Agree Fred, Marks pic looks exactly the same as what we have here, 1HP and very noisy with an 80 litre receiver, the same pump installed at Bens Mum and Dads house with a 40 litre receiver and yes very noisy. I have 3 pumps on the farm in Oz, 1.5HP (1100 watts) with a pressure regulator, not a receiver, a 2.5HP (1850 watts) with a pressure regulator, not a receiver and the main dam pump for irrigation 4.8 HP (3650 watts) with a 60 litre diaphragm receiver and all of these are extremely quiet. I have searched online over the years to find a 60 hertz pump that measures up to "quiet" in the Philippines to no avail short of paying triple the price for the likes of Grundfos etc.

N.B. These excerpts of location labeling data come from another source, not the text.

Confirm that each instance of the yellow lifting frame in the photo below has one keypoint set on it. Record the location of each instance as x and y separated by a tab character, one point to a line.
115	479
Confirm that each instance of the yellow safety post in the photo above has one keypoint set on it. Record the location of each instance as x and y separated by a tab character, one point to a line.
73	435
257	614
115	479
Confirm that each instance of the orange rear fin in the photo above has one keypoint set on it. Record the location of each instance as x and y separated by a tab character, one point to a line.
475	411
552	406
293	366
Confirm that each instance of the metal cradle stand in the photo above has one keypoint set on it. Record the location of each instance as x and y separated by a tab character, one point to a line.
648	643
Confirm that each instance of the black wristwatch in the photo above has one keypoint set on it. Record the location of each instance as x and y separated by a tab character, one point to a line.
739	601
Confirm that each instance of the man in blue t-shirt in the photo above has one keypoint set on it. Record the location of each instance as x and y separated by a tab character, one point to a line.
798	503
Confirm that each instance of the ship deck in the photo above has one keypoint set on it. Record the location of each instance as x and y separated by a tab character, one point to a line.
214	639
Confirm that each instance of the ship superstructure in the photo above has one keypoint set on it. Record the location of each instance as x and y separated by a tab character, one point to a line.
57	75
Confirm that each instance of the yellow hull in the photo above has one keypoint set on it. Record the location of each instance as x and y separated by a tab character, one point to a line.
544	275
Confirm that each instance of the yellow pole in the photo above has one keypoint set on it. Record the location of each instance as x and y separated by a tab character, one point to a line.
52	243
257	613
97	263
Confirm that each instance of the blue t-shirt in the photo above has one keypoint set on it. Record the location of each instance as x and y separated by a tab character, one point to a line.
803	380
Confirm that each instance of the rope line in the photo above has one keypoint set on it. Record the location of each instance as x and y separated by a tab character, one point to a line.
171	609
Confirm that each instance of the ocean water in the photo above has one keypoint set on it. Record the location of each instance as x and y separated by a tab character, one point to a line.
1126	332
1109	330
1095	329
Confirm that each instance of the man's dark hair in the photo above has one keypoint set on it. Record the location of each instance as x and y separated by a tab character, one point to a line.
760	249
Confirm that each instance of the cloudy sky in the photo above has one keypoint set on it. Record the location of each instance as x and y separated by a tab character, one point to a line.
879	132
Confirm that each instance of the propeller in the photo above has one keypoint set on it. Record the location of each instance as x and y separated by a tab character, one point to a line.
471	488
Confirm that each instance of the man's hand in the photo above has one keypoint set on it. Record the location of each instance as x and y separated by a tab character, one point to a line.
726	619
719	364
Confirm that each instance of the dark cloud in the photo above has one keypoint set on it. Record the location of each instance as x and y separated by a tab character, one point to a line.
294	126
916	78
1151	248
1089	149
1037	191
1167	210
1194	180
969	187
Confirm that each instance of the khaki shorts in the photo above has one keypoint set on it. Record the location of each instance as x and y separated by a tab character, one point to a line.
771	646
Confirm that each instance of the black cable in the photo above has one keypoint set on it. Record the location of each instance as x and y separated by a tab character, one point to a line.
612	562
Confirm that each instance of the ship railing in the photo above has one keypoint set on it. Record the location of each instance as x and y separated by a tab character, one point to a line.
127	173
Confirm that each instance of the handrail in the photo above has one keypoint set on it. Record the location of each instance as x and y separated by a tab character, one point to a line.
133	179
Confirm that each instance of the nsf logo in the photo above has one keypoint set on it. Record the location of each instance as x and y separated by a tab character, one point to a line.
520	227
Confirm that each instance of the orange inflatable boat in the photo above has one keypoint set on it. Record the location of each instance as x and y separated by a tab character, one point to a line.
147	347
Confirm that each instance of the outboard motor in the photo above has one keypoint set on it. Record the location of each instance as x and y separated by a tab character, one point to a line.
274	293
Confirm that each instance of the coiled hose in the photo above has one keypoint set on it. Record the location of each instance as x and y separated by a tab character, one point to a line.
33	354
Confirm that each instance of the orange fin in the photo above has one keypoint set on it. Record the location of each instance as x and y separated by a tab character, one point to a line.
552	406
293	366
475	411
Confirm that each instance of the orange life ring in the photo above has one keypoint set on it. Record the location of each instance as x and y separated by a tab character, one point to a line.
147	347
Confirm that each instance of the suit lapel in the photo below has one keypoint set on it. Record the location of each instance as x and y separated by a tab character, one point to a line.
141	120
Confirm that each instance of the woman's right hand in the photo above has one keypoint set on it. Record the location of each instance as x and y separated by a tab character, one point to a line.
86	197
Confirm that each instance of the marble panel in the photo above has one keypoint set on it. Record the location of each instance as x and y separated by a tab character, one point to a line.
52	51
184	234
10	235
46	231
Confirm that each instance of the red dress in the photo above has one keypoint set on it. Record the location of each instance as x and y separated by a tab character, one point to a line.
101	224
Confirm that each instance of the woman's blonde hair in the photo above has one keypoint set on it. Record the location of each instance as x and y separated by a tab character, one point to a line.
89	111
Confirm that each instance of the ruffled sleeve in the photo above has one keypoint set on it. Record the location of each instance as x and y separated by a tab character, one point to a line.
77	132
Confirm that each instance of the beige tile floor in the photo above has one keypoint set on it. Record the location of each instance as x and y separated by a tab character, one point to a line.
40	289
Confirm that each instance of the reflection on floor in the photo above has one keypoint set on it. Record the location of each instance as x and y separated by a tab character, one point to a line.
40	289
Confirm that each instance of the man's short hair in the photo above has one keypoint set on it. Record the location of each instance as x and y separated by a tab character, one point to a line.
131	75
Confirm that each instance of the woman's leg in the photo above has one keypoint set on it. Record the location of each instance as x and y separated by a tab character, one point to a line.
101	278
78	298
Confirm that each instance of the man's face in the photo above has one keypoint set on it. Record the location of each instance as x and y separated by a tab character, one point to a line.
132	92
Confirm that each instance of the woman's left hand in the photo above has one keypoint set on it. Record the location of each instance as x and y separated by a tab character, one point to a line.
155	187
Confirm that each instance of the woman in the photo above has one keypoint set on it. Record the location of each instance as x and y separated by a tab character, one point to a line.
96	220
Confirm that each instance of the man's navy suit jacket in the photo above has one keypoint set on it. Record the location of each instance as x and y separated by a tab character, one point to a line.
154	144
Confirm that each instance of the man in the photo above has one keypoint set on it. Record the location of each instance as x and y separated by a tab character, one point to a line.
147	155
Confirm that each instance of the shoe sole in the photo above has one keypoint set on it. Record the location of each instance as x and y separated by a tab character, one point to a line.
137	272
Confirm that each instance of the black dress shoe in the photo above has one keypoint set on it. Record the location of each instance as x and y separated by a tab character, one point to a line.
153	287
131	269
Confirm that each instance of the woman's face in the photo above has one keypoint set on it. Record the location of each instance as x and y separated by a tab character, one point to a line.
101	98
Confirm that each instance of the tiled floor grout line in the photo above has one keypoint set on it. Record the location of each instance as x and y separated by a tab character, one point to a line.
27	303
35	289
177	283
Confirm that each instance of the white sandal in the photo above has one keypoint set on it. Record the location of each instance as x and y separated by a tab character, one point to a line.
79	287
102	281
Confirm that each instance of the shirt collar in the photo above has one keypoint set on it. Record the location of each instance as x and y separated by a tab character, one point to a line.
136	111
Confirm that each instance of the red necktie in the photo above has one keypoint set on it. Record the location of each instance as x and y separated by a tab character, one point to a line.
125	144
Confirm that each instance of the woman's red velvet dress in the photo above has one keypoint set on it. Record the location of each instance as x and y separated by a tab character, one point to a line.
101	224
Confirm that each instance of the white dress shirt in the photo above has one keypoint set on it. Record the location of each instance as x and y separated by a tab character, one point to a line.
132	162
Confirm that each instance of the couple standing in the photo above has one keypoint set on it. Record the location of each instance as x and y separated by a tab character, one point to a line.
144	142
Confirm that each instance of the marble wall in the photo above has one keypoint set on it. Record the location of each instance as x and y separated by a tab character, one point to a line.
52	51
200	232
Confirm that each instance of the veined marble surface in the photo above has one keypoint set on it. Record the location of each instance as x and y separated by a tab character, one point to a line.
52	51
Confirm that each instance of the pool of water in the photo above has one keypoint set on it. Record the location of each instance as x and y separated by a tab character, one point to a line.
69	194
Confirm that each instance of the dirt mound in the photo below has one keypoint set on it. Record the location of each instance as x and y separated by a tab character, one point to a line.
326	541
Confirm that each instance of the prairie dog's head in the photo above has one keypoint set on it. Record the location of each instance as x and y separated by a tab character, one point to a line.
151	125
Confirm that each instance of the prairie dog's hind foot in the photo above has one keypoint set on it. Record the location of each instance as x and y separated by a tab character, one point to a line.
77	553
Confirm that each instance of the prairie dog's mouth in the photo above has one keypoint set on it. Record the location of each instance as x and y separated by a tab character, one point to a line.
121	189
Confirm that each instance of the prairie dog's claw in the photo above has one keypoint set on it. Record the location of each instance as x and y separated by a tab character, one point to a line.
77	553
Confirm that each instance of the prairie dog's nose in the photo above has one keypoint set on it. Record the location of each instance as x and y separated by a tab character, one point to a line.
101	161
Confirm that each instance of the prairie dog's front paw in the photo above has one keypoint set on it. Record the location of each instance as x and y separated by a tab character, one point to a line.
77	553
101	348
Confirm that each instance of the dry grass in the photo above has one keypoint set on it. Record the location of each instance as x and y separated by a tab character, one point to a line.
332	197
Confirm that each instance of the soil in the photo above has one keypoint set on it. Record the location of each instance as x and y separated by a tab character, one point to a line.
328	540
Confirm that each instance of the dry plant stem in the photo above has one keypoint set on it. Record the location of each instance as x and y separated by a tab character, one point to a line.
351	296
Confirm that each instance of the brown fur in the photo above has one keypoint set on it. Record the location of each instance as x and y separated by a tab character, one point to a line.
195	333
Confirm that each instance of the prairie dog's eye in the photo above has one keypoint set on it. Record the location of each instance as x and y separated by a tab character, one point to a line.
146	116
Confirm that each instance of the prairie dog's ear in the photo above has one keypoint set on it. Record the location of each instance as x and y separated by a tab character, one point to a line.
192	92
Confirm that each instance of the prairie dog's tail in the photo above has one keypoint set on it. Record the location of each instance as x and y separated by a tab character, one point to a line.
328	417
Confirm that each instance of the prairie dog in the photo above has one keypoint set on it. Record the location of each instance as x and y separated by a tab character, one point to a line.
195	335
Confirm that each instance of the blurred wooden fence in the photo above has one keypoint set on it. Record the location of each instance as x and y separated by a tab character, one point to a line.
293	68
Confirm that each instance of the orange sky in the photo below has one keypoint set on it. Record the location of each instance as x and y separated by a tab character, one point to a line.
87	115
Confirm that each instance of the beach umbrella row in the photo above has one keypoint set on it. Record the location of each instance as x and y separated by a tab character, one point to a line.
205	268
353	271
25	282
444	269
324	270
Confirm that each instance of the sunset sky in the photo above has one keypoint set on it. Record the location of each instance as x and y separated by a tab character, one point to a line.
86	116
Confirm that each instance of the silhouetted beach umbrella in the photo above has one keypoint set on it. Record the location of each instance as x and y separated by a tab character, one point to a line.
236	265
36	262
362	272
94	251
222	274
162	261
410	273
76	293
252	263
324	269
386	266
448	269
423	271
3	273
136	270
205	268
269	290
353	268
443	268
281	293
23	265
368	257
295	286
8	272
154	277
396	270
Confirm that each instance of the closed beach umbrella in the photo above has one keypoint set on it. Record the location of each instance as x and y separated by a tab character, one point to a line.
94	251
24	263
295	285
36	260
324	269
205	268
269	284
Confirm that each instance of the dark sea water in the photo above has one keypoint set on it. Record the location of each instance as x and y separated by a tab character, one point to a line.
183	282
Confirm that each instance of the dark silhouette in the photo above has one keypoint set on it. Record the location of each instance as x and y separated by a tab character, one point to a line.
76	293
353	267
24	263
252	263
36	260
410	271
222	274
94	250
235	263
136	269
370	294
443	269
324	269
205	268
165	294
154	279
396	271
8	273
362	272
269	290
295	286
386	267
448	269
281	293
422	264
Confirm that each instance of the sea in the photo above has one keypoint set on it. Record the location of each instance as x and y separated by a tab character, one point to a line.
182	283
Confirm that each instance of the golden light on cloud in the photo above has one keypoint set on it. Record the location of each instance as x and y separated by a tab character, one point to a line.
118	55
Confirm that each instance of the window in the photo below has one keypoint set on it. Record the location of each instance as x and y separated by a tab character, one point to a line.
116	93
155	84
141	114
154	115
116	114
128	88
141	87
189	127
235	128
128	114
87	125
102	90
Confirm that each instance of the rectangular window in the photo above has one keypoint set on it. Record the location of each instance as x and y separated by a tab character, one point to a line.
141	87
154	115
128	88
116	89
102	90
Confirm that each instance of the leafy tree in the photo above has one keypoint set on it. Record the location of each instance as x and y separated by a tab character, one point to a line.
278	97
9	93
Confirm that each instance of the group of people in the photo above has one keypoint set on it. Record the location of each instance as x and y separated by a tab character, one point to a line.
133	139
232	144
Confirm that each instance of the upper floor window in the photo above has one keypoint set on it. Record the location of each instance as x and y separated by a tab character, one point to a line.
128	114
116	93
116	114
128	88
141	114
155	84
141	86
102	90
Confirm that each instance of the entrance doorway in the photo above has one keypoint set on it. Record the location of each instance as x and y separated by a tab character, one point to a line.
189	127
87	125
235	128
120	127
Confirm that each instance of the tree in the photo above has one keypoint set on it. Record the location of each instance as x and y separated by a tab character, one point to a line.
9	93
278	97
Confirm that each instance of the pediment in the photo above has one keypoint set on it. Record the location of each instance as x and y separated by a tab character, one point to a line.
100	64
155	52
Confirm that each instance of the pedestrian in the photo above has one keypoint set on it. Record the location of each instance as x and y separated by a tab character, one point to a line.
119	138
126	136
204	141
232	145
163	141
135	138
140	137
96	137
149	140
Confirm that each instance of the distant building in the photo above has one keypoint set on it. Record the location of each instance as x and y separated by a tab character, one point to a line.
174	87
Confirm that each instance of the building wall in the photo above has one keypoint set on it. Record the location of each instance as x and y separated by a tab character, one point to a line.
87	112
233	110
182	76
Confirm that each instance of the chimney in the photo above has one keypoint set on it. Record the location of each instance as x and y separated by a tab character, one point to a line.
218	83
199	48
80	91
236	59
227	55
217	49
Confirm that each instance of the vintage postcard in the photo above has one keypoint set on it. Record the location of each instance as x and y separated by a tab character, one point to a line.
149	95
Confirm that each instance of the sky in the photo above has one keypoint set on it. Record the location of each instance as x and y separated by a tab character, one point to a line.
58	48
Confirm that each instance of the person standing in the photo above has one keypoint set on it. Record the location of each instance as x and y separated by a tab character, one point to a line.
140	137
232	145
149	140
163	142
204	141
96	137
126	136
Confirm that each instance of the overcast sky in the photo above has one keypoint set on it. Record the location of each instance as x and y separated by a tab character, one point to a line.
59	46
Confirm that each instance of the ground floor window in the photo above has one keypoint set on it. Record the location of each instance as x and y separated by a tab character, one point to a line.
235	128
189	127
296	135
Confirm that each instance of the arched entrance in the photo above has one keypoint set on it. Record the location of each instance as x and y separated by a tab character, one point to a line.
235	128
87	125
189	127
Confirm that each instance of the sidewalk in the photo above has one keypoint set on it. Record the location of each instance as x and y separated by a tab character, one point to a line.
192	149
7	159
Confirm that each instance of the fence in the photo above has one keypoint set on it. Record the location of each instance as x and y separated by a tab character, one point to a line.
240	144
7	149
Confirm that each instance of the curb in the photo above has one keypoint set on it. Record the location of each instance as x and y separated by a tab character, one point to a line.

While a 1 HP pump should be adequate for our needs here including irrigation (watering the garden) the fool (that built this house) and yes I can call him that as there are many other foibles we have encountered trying to save 2 pesos on this property installed the smallest PVC lines from the pump to the house some 35 metres away. 15mm. Good for a shower but if another flushes the toilet or washes the dishes the pressure drops. One of my next projects, upsize/redesign the water lines and the very noisy pump can continue to operate properly.

Cheers, Steve.


----------



## M.C.A. (Feb 24, 2013)

*Size of pipes important*



bigpearl said:


> While a 1 HP pump should be adequate for our needs here including irrigation (watering the garden) the fool (that built this house) and yes I can call him that as there are many other foibles we have encountered trying to save 2 pesos on this property installed the smallest PVC lines from the pump to the house some 35 metres away. 15mm. Good for a shower but if another flushes the toilet or washes the dishes the pressure drops. One of my next projects, upsize/redesign the water lines and the very noisy pump can continue to operate properly.
> 
> Cheers, Steve.


Good point Steve, my large pipe coming off the manual pump rusted through last last year and so I asked the plumber if I could save money and get a smaller pipe and he said no... it needs to be this large pipe and then just before it gets to your electric pump it's downsized.


----------